Many artists suffer from extreme self- doubt, the irrational thought that what they create isn’t good enough. However, a little self doubt is OK- it is part of the creative process of pushing boundaries that makes an artist better at what they do. It makes them strive harder to create better art. The moment any real artists rests on their laurels and thinks ” I’m pretty good” is the moment they stop growing. Any true artist will tell you that its a double edged sword they constantly battle with, and its only validation and adoration from other people liking their art that the balance is finely maintained.
Adding to this already difficult balance of self- doubt and anxiety is the need for society to neatly fit everyone into a box. So what we create is a deadly cocktail of someone who already suffers from self- doubt being told by society that “anxiety” is not normal and therefore must be controlled and medicated.
What we need to do is to allow for the creatives to create without lables, to realise that as humans there are no good or bad emotions, that there is a range of human emotions and its simply OK to feel those. We need to stop labeling anxiety and depression as ‘ bad’ as the more we lable it as ‘ bad’ the more a person struggles to feel ‘ good’ and thus we create an endless struggle of feeling like failures because we’re not 100% happy all of the time.
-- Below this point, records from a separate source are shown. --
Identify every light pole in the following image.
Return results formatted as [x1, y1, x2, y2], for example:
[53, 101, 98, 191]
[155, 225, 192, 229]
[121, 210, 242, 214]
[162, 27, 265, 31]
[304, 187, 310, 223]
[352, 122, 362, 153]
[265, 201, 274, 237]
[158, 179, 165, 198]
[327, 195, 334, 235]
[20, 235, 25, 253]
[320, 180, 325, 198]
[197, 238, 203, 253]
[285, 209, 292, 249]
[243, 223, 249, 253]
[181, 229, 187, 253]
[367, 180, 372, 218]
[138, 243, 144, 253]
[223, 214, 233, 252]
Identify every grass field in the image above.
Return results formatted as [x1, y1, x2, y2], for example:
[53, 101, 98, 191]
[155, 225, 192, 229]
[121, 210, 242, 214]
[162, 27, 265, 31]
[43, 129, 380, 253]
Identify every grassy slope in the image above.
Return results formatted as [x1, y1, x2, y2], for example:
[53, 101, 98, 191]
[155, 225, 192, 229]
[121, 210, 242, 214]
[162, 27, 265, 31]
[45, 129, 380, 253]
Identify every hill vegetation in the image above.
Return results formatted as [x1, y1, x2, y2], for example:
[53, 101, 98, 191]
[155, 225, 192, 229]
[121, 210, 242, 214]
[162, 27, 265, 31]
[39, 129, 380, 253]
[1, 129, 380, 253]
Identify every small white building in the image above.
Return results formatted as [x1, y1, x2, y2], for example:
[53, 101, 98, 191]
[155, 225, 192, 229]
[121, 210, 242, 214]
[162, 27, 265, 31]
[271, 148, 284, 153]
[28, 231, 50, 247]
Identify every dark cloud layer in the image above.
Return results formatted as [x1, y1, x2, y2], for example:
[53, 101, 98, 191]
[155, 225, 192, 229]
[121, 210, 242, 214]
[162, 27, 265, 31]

That not being happy all of the time is perfectly normal and there is nothing wrong with it. Artists are not overwhelmed as such- they’re simply told they’re wrong to feel the way they do. What we need to do, and the change that needs to take place- that Larkin failed to point out is that we need to embrace these creatives for the beautiful and wonderful people they are and the contributions they make.
We need to understand that medication is not the answer and that teaching people that a little misery does not make you crazy- it makes you normal.